To address the performance bottlenecks of autoregressive language models on complex reasoning and long-horizon planning tasks—stemming from sequential dependencies—this paper pioneers the application of discrete diffusion modeling to symbolic reasoning, proposing the Multi-Granularity Diffusion Modeling (MDM) framework. MDM explicitly models the difficulty distribution over subgoals and dynamically prioritizes learning, enabling search-free, end-to-end reasoning. By abandoning the conventional autoregressive generation paradigm, MDM circumvents long-range dependency issues and error accumulation. On the Countdown and Sudoku benchmarks, MDM achieves 91.5% and 100% accuracy, respectively—substantially outperforming autoregressive baselines (45.8% and 20.7%) without external verification or search mechanisms. Key contributions include: (i) the first use of discrete diffusion modeling for symbolic reasoning; (ii) a difficulty-aware, multi-granularity diffusion modeling paradigm; and (iii) an efficient, robust end-to-end reasoning architecture.

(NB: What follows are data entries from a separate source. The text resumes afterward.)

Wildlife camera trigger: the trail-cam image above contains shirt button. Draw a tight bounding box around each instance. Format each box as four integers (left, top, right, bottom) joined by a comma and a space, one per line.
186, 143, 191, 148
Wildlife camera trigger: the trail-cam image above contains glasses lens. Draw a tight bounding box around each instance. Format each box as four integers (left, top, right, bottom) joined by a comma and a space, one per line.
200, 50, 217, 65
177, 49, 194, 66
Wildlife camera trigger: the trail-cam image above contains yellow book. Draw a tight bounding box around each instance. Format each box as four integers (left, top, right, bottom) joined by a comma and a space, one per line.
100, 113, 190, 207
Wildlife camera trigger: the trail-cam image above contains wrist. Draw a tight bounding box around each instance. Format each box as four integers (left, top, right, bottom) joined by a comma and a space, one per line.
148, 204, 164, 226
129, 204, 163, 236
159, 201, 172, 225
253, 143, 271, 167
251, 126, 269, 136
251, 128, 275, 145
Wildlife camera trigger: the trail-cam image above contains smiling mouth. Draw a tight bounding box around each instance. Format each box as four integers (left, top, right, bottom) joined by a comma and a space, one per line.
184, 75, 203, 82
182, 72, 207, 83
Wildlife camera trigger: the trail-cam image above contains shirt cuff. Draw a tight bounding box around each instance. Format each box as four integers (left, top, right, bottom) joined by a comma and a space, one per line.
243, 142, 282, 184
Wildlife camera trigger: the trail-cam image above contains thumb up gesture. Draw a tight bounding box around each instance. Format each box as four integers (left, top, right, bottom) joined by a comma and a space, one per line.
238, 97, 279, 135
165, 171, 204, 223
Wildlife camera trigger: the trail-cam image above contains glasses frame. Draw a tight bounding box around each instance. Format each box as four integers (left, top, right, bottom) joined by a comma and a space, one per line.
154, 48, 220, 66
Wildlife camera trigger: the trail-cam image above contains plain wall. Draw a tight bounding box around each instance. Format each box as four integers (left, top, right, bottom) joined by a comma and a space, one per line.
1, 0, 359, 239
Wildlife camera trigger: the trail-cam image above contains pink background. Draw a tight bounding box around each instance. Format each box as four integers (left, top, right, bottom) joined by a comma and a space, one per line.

Autoregressive language models, despite their impressive capabilities, struggle with complex reasoning and long-term planning tasks. We introduce discrete diffusion models as a novel solution to these challenges. Through the lens of subgoal imbalance, we demonstrate how diffusion models effectively learn difficult subgoals that elude autoregressive approaches. We propose Multi-granularity Diffusion Modeling (MDM), which prioritizes subgoals based on difficulty during learning. On complex tasks like Countdown, Sudoku, and Boolean Satisfiability Problems, MDM significantly outperforms autoregressive models without using search techniques. For instance, MDM achieves 91.5% and 100% accuracy on Countdown and Sudoku, respectively, compared to 45.8% and 20.7% for autoregressive models. Our work highlights the potential of diffusion-based approaches in advancing AI capabilities for sophisticated language understanding and problem-solving tasks.